The audit gave the district several protocols to follow in different emergencies, Dean said, whether an active shooter or a chemical spill. Grosse Pointe schools also do regular drills, and each school has a "specific off-campus evacuation site," to lessen confusion.
"We can always do more. We can always do different," Dean said. "We have to balance that with: what's the right thing to do?"
Like Vitti in neighboring Detroit, Dean said "relationships" between the police and the community, especially with children, are important in creating a safe school environment.
Asked whether the district has considered metal detectors, Dean reiterated that forging relationships is the priority, but "that doesn't mean we take any one security measure off the table, or it's something we'd never consider."
"But even our chiefs of police said the most important thing that we can do is have relationships," he said.

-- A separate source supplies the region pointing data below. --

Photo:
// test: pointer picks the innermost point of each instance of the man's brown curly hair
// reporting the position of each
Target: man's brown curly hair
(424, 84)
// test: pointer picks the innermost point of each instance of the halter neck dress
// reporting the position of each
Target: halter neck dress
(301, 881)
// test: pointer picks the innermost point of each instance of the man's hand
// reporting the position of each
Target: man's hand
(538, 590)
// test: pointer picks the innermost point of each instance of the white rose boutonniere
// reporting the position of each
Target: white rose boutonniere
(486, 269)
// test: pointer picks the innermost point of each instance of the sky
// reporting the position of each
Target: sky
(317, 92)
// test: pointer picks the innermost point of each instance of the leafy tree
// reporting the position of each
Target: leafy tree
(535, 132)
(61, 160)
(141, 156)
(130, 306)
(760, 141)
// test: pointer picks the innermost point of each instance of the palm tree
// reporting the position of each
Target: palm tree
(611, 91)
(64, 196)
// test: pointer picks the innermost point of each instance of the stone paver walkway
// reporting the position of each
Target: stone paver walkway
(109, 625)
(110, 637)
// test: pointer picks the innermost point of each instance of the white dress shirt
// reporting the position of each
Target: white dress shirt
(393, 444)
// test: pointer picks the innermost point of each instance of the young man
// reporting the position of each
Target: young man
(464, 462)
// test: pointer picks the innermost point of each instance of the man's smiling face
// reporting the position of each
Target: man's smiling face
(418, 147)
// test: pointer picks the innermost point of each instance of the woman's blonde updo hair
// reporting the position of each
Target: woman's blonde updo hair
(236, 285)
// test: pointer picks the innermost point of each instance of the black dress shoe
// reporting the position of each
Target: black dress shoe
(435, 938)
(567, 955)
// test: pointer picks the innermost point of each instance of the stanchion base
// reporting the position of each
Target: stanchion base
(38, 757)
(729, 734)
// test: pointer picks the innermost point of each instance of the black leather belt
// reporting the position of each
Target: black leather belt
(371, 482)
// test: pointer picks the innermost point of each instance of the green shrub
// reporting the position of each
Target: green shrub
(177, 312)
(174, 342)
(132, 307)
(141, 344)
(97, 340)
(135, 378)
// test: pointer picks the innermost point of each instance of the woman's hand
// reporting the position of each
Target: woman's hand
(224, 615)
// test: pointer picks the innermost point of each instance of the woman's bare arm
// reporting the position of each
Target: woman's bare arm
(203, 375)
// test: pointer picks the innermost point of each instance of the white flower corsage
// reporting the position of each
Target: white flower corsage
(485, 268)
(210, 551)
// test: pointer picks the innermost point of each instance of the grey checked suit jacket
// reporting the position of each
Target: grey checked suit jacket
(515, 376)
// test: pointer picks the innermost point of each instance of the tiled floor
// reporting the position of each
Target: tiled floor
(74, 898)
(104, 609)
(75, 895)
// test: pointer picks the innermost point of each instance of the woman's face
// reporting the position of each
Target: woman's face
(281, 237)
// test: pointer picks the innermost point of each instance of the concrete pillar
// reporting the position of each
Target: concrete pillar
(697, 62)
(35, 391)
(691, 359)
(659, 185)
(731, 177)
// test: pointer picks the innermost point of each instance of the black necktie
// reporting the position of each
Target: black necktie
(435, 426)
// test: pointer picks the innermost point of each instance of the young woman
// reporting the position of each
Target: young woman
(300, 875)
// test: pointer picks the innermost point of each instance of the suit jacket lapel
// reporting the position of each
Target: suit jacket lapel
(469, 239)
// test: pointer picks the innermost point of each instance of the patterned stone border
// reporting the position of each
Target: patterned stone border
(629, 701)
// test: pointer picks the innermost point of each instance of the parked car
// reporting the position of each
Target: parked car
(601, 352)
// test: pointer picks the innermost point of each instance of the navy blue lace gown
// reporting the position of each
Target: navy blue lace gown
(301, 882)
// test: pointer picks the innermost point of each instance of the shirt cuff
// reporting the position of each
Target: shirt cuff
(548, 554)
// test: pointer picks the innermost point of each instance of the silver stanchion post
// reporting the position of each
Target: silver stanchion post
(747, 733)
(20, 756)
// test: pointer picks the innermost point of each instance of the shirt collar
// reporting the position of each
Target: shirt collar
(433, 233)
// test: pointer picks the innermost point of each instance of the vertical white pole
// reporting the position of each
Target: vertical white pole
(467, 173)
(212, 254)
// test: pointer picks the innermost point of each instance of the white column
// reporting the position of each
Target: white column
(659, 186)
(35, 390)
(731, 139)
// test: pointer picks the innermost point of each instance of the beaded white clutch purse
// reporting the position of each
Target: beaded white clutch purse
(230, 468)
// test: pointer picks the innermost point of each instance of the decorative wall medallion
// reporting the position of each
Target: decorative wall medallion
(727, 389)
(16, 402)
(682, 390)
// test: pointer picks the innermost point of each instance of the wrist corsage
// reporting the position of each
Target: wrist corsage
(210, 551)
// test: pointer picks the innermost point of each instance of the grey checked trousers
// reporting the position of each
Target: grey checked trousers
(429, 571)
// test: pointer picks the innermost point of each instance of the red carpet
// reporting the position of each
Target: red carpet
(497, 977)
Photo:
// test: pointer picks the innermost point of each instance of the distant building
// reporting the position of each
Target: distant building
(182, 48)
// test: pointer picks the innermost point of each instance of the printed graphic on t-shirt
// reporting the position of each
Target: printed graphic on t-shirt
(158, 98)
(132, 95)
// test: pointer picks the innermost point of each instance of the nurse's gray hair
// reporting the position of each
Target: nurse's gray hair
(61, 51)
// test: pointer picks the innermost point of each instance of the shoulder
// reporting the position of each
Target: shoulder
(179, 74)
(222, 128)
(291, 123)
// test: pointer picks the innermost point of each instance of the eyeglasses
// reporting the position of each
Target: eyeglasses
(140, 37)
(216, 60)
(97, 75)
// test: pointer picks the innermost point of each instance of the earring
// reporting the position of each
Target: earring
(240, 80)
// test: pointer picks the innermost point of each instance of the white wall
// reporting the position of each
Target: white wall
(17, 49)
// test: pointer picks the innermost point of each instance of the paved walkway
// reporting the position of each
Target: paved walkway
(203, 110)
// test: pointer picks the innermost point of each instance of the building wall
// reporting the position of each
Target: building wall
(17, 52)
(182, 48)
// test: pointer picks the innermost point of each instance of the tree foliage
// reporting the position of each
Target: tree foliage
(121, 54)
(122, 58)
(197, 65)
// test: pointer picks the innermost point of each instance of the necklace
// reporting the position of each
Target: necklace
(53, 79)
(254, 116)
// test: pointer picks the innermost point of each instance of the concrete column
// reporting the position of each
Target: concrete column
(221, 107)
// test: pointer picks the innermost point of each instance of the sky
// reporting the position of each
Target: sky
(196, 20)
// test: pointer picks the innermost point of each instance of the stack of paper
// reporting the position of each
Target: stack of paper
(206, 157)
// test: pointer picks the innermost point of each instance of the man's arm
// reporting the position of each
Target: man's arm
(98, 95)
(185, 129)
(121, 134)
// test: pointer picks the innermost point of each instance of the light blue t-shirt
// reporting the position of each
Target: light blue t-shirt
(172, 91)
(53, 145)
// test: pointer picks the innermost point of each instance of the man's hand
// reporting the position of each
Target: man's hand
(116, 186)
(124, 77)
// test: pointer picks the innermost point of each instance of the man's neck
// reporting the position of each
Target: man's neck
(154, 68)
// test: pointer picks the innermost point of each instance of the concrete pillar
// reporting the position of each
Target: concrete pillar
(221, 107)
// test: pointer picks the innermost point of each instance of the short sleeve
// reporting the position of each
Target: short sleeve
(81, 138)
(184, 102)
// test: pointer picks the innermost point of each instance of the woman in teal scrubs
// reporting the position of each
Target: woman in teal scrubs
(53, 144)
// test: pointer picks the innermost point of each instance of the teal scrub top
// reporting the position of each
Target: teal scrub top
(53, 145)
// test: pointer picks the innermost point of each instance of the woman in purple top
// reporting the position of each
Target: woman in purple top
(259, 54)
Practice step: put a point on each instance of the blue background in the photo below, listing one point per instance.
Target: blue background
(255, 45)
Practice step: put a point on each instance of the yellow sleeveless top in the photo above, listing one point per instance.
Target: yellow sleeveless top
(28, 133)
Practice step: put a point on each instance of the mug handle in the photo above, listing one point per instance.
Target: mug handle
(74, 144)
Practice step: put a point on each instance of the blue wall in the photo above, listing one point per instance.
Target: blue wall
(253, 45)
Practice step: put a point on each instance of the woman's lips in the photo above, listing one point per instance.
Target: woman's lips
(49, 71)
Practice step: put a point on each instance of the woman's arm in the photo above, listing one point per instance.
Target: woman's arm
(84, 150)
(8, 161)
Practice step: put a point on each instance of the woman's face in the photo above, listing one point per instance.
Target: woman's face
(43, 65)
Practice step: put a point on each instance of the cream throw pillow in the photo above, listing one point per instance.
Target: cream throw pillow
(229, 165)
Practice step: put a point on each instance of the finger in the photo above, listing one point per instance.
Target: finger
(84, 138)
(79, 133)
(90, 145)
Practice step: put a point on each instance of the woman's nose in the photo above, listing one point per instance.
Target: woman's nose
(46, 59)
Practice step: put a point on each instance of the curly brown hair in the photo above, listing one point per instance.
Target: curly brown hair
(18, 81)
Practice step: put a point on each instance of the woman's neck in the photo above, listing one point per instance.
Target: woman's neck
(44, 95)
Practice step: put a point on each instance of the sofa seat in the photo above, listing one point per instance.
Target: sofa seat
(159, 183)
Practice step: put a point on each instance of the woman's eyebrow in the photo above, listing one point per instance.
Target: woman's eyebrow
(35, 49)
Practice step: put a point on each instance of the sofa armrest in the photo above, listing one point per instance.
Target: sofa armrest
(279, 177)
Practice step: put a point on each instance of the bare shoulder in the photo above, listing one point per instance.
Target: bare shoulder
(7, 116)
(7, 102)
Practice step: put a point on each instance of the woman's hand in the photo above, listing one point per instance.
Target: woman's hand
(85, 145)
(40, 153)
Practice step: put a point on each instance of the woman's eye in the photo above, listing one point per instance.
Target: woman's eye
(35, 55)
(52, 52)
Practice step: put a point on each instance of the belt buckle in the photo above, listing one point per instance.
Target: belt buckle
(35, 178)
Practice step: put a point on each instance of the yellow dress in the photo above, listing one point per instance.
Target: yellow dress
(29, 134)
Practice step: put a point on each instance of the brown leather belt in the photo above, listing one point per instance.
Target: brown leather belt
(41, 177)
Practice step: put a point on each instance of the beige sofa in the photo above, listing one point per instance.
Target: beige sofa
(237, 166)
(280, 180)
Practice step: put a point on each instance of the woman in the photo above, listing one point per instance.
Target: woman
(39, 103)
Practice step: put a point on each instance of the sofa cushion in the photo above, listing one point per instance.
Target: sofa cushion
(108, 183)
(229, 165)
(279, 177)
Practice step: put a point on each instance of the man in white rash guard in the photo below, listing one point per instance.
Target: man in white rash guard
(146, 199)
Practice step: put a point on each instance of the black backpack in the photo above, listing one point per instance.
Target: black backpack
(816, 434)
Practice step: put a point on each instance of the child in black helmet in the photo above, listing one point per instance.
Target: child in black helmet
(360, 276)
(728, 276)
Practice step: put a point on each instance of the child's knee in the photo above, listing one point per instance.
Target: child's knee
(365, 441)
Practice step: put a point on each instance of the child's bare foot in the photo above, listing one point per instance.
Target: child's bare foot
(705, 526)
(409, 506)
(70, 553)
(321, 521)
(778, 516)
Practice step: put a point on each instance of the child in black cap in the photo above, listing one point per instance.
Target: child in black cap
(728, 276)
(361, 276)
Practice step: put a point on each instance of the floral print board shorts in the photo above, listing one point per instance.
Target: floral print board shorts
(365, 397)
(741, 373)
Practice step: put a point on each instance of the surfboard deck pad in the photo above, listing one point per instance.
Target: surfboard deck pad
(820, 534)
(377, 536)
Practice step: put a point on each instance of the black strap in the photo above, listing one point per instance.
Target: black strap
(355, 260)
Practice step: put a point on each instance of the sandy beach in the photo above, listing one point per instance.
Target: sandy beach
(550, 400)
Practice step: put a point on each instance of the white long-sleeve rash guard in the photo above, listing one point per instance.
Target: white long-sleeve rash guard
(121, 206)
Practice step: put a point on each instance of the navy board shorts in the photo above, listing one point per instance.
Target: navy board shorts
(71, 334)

One thing that probably won't change is the prospect of arming teachers, an idea often floated after school shootings.
In a Detroit News op-ed, Paula Herbart, president of the Michigan Education Association, wrote: "We must dismiss the fallacy, already being promoted by some, that more guns in schools will make anyone safer. To think an educator could or should fire on a student amid the chaos of violence is utter nonsense and lays waste to the nurturing role of teachers and classrooms."
In the Legislature, an initial proposal for change post-Oxford has been offered in the opposite direction, to limit the damage any one gun can do before being reloaded.
State Sen. Rosemary Bayer, D-Beverly Hills, whose district includes Oxford High School, authored a bill banning "high capacity magazines," limiting them to 10 rounds.
Accused Oxford High School shooter Ethan Crumbley had three 15-shot magazines on him the day of the shooting, police said.
The Republican-controlled Legislature has consistently resisted imposing new restrictions on firearms. Earlier this month, Senate Majority Leader Mike Shirkey, R-Clarklake, told reporters there would be a time to determine whether the lawmakers should act after the Oxford mass shooting.
"If we get obsessed with eliminating all risks, we will then develop and evolve into a country we won't recognize," he said.
For Oxford Community Schools, the high school remains closed, and it will until at least January, officials said.
But K-8 students returned to the classroom Friday. When they did, no backpacks were allowed and therapy dogs were made available in each building. The district canceled all classes Tuesday due to a threat on social media.